Помнишь, как однажды, наши девки и молодухи пошли в рощу Мечетную по грибы? С нами бабка Мара, мол грибные места лучше знает. Фатах Плясай случайно тогда же в Мечетном, лыку на лапти драл. Вот с дуру Фатах и решил пошутить, крикнул из-за орешника: "Окружай!" Неуместная шутка, тем более помятуя недавний случай с дедушкой. Каукау в этой же Мечетной. Девушек и молодух как ветром листву сдуло, мигом на опушке очутились. Осмотрелись – все налицо, одной бабки Мары недостает. Ту Фатах обнаружил под кустом орешника. Лежит навзничь, тяжело дышит, но довольно бодро, даже храбро шепчет: "Я не боюсь". Вот и я теперь, не хуже бабки Мары, храбрый, письмо это тебе непременно вручу. Почему не почтой? Индекса твоего не знаю. Между прочим, хитро придумано с этим индексом, здорово помогает экономии бумаги. Не знаешь индекса – не пиши. Порядка в письме моем не предвидится. Голова не компьютер – не запрограммируешь, и не узнаешь, что после чего с полочек памяти соскочит.
1. Из Фрунзе в Казань
Вызвал меня Первый, чего не бывало. Знаю, что не на "ковер", я не из руководящих, пришел смело. Но на пороге кабинета застопорил именно из-за ковра: на полу ковер, а я в сапогах. А где тут разуваются?
– Проходи, Сунчелеев – приветливо позвал меня Мухтар Нургазиевич. И с ходу про дело – есть сигнал о непорядках в ПМУ. Мы решили включить тебя в состав ревкомиссии. Председатель комиссии вот т. Максутов. Знакомы? Прекрасно. Действуйте. Результат доложите – сделал пометку на листке календаря – тридцатого.

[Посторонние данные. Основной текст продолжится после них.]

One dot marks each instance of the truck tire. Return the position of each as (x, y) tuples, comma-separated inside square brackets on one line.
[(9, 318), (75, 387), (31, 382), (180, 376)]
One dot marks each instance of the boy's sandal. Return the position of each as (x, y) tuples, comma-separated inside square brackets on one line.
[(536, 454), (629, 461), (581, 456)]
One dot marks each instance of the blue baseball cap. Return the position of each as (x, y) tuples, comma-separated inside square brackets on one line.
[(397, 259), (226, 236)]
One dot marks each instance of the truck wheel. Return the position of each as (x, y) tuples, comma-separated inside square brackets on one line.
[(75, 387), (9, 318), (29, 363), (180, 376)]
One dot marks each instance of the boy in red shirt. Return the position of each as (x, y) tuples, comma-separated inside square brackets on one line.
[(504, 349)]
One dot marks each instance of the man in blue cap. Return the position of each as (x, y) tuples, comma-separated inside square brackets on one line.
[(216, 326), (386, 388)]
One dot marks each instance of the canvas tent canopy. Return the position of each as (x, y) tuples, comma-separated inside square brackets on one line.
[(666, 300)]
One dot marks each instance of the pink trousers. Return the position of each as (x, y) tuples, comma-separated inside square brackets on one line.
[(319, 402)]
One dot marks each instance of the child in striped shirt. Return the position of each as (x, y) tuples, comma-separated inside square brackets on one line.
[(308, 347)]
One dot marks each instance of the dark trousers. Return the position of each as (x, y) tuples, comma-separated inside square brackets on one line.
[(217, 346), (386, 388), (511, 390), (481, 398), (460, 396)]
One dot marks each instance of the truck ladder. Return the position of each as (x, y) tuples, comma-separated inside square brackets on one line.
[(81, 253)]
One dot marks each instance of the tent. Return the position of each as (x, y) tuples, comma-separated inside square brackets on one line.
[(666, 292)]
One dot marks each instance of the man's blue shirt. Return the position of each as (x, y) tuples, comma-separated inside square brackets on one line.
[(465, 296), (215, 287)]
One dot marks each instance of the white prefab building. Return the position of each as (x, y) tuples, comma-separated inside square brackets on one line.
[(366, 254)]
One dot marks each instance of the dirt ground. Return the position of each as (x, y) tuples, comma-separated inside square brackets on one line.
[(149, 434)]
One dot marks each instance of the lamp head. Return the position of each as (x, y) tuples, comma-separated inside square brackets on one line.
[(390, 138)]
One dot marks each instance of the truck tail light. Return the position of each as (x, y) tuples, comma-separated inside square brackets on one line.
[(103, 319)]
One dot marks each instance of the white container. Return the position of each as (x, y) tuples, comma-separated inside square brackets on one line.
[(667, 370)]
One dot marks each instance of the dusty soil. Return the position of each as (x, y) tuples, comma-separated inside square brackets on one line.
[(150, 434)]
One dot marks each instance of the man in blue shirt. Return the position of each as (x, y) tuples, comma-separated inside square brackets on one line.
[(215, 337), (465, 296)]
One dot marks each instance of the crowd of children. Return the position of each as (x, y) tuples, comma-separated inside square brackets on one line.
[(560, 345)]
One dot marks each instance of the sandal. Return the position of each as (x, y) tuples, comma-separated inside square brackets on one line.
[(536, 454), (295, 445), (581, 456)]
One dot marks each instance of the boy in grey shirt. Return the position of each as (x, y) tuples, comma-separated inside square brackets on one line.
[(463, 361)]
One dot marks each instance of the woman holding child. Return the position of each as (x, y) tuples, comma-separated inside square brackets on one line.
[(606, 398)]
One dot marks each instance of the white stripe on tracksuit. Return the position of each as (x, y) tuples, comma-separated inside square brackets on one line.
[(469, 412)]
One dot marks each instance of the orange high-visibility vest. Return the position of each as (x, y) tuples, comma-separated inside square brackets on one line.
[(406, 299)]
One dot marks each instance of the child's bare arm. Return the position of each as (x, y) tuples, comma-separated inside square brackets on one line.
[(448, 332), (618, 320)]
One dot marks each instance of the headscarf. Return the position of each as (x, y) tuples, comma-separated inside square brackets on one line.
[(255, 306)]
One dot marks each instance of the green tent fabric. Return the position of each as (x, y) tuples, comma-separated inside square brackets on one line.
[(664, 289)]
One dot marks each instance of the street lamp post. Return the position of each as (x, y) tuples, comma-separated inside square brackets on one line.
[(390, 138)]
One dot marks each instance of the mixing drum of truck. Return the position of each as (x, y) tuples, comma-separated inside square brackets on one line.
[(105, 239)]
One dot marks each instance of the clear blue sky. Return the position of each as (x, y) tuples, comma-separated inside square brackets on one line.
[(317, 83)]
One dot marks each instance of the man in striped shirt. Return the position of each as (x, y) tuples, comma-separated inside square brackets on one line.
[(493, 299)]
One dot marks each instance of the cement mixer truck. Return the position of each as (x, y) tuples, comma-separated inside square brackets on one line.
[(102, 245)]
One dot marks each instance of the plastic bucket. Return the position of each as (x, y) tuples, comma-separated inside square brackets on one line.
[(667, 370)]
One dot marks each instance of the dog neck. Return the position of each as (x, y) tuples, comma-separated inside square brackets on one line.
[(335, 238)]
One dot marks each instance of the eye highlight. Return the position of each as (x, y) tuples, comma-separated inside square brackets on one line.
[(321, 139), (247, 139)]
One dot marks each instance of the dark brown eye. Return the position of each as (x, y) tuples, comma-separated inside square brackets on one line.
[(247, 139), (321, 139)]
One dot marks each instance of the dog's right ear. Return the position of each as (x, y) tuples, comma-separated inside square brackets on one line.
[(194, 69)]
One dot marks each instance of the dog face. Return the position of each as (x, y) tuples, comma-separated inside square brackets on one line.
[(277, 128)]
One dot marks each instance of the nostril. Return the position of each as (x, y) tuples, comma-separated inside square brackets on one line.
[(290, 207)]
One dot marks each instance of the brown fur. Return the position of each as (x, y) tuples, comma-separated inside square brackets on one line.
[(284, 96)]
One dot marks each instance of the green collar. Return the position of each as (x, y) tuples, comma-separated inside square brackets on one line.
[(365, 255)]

Сущность подобного сигнала вообще я знаю. Недавно, например, прочитал в Сов.Киргизии: «Указанные в заметке факты бесхозяйственности проверкой на месте подтвердились. Мелиоративное состояние значительной части орошаемых земель с-за им. Ярославского неудовлетворительно. Дренажная сеть не очищена. Гл.агроному с-за объявлен выговор. Начальник Чуйской ПМК строго предупрежден. На очистку дренажной сети поставлен экскаватор Э-606. В данное время мелиоративное состояние орошаемых земель значительно улучшилось. Первый секретарь Чуйского РК КП Киргизии Кожоев». Гром не грянет – Мужик не перекрестится. В первую очередь это касается Первого, который не раз объезжал поля; в райком поступает текущая информация, по особо важным мероприятиям даже ежедневная и, вдруг, сигнал. И тогда Э-606 выгоняют с запасного пути. Гл.бух. ПМУ т.Абдурахманов вручил ключ председателю рев.комиссии т.Максутову – опытному ст.бухгалтеру РУСХ:
– Пожалуйста, нам нечего скрывать.
Я взялся за техническую документацию. А третий член комиссии Закиров, инспектор РФО, за материальный склад. Кому охота лезть в неприятность? Хочется, чтобы все было благополучно и о том благополучно доложить в Райком партии. В первую очередь раскрываю папку плана на 1975 год. Читаю с самого начала: "…в целях наибольшей продуктивности каждого гектара пастбищ…" Это знакомо, перелистываю с десяток машинописных страниц до финансово-сметного расчета. Расчеты в отдельности на каждый совхоз, на площадь пастбищ данного совхоза на основе укрупненной калькуляции на гектар. Калькуляция утверждена вышестоящим ПМУ, приложена, единичные расценки строго соответствуют. В калькуляции значительную, вернее главную тяжесть принимает на себя демонтаж. Неприязнь к этому слову у меня со времен первых месяцев отечественной войны. Но заставляю себя мириться с ним: совхозы-то хозрасчетные, не допустят ненужных, непроизводительных затрат. Похоже, так оно и есть. В папке отчета за 75 год акты-процентовки на выполненные работы с подписями и печатями руководителей совхозов. Порядок!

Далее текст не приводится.